25 de mai. de 2011

Vozes Espirituais - Parte III



por Luiz Santiago


     Observar uma guerra, como nos propõe Sokúrov através de seu extenso documentário Vozes Espirituais (1995), é lutar contra o tempo. Em um campo de batalha, tanto os soldados quanto os que estão de fora e os observam (caso específico do diretor e do espectador, em níveis diferentes de observação) lidam com a possibilidade do perigo e o tédio das horas que se arrastam. Pior que uma guerra – onde a luta pela vida consome o tempo – é um regimento que não enfrenta nenhum batalha. O tempo vago é preenchido com pensamentos sobre uma terra natal distante, distrações quase infantis e alumbramento com as coisas mais simples, como ouvir uma música em um rádio. Um dia sem batalha em um campo de batalha é o tema desse terceiro episódio de Vozes Espirituais, e aqui Sokúrov nos apresenta, além do tédio, o comportamento dos soldados.

     Uma das primeiras coisas que se destacam nessa terceira parte, é o movimento em cena. Tudo se move nesse episódio: a câmera – seja na mudança de ângulo seja através da montagem –, os soldados, a atmosfera física. Um dia de sol transforma-se, no final da tarde, em um prenúncio de tempestade, com um céu amedrontador cheio de relâmpagos e trovões. Em meio a essa mudança de tempo, o diretor filma as ocupações dos soldados no topo de um monte, de onde observam a região da fronteira em conflito. O treinamento de tiros, as conversas sobre armadilhas, a leitura de livros, a preocupação com a alimentação, o banho, o medo da tempestade, tudo é motivo para a câmera atenta de Aleksandr Burov captar e investigar. E junto a esses movimentos ociosos, a ligação dos soldados com o espaço em volta, reaparece. Corpos perdidos em meio a um vasto campo, o regimento no alto da colina, minimizado pelo céu escuro e a imensidão da verde vegetação já são quase integrantes da natureza, como o gafanhoto gigante e a tartaruga que se movimentam no espaço dos soldados, tudo nos remetendo a essa ligação do homem com a vida.

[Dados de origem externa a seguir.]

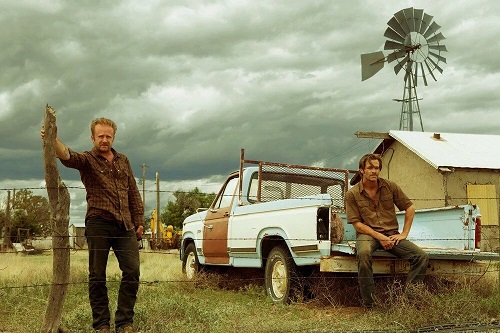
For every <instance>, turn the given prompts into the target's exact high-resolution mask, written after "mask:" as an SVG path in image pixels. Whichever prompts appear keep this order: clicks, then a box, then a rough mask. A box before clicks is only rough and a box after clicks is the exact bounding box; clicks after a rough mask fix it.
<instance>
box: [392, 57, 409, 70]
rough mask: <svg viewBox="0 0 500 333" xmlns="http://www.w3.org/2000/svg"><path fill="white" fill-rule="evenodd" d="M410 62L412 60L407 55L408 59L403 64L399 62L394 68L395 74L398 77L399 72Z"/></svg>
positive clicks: (402, 61) (406, 57)
mask: <svg viewBox="0 0 500 333" xmlns="http://www.w3.org/2000/svg"><path fill="white" fill-rule="evenodd" d="M408 60H410V55H409V54H408V55H406V57H405V58H404V59H403V60H402V61H401V62H399V63H398V64H397V65H396V66H394V73H396V75H398V73H399V71H400V70H401V68H403V66H404V65H405V64H406V63H407V62H408Z"/></svg>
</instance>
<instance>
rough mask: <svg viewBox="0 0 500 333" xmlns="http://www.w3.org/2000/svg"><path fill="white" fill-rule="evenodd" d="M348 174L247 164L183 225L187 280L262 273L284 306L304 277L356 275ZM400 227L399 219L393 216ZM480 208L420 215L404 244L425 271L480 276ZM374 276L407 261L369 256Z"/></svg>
mask: <svg viewBox="0 0 500 333" xmlns="http://www.w3.org/2000/svg"><path fill="white" fill-rule="evenodd" d="M348 177H349V171H348V170H342V169H329V168H319V167H308V166H299V165H290V164H281V163H273V162H263V161H252V160H245V159H244V151H243V150H242V152H241V159H240V168H239V170H238V171H235V172H233V173H232V174H230V175H229V177H228V178H227V180H226V181H225V183H224V184H223V185H222V187H221V189H220V191H219V193H218V195H217V196H216V198H215V200H214V202H213V203H212V205H211V206H210V207H209V208H208V209H206V210H200V211H198V212H197V213H196V214H194V215H191V216H188V217H187V218H186V219H185V220H184V222H183V230H182V240H181V247H180V259H181V260H182V271H183V273H184V274H185V276H186V277H187V279H189V280H192V279H195V278H196V277H197V276H198V274H199V272H200V271H201V270H202V269H203V268H204V267H207V266H208V265H214V266H232V267H241V268H261V269H263V270H264V272H263V274H264V280H265V286H266V292H267V294H268V295H269V297H270V298H271V300H272V301H273V302H275V303H287V302H289V301H290V299H291V295H292V290H294V288H297V287H298V284H299V283H300V278H301V275H302V274H303V272H305V271H307V270H308V269H310V268H319V270H320V271H322V272H334V273H335V272H337V273H356V272H357V262H356V256H355V252H354V249H355V241H356V234H355V231H354V228H353V227H352V226H351V225H349V224H347V223H346V218H345V209H344V195H345V193H346V191H347V189H348ZM398 219H400V223H402V221H403V219H404V214H400V213H398ZM479 223H480V212H479V208H478V207H476V206H472V205H462V206H456V207H443V208H439V209H427V210H417V212H416V214H415V218H414V222H413V226H412V230H411V233H410V235H409V239H411V240H412V241H414V242H415V243H417V244H419V245H420V246H421V247H422V248H424V250H425V251H426V252H427V253H428V254H429V257H430V259H431V260H430V267H429V269H428V274H438V275H439V274H447V275H448V274H465V273H466V274H471V273H474V274H482V273H483V272H484V271H485V264H484V262H482V261H481V260H488V261H489V260H500V257H499V255H498V254H496V253H490V252H481V251H479V249H478V247H479V246H478V242H479V233H477V232H476V231H477V230H476V225H479ZM373 267H374V273H375V274H401V273H404V272H406V271H407V270H408V264H407V262H406V261H404V260H399V259H396V258H395V257H393V256H392V255H391V254H389V253H387V252H385V251H376V253H375V254H374V263H373Z"/></svg>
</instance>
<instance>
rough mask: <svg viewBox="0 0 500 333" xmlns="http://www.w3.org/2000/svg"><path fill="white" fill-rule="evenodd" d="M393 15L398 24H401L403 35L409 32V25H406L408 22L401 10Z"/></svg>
mask: <svg viewBox="0 0 500 333" xmlns="http://www.w3.org/2000/svg"><path fill="white" fill-rule="evenodd" d="M394 17H395V18H396V20H398V23H399V25H400V26H401V29H403V31H404V32H405V36H406V35H408V34H409V33H410V27H409V26H408V22H406V17H405V14H404V13H403V10H400V11H399V12H397V13H396V14H394Z"/></svg>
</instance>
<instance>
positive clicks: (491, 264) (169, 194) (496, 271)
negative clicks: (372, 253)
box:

     A existência, observada desse ângulo, parece demasiadamente desperdiçada pelos homens. Tal visão de guerra só me lembro ter visto no excelente Além da Linha Vermelha (1998), de Terrence Mallick. As necessidades primárias do homem, a sua humanidade, contrastam com a destruição bélica patriotista a que se entregam. Nesse episódio, até as observações pessoais de Sokúrov revelam o amargor dessa visão, um estranho sentimento de culpa por estar ali e não poder alterar em nada aquela situação, apenas observá-la.

     Esse terceiro episódio é uma das melhores partes de Vozes Espirituais, e explora a observação do soldado fora da guerra, embora esteja no campo de batalha. O caráter oficial é despido e a máscara de cidadão comum, cheio de medos e vontades, revela-se. Embora não seja um olhar novo, tendo já o cinema através de Jean Renoir e Stanley Kubrick adentrado a esse campo de visão humanitário em meio ao conflito, Sokúrov nos traz um novo fôlego, pouco analítico e mais puramente observacional. Permanece aqui caráter “homem e espaço geográfico”, trabalhado no episódio anterior, mas a câmera vai além do espaço externo, investigando a alma e os corações.


VOZES ESPIRITUAIS – 3ª Parte (Dukhovnye Golosa, Rússia, 1995).
Direção: Aleksandr Sokúrov
Câmera: Aleksandr Burov
Som: Sergei Moshkov
Música: Toru Takemitsu
Elenco: Soldados russos, Aleksandr Sokúrov (narrador).

AVALIAÇÃO DESSA PARTE DO FILME: ÓTIMO.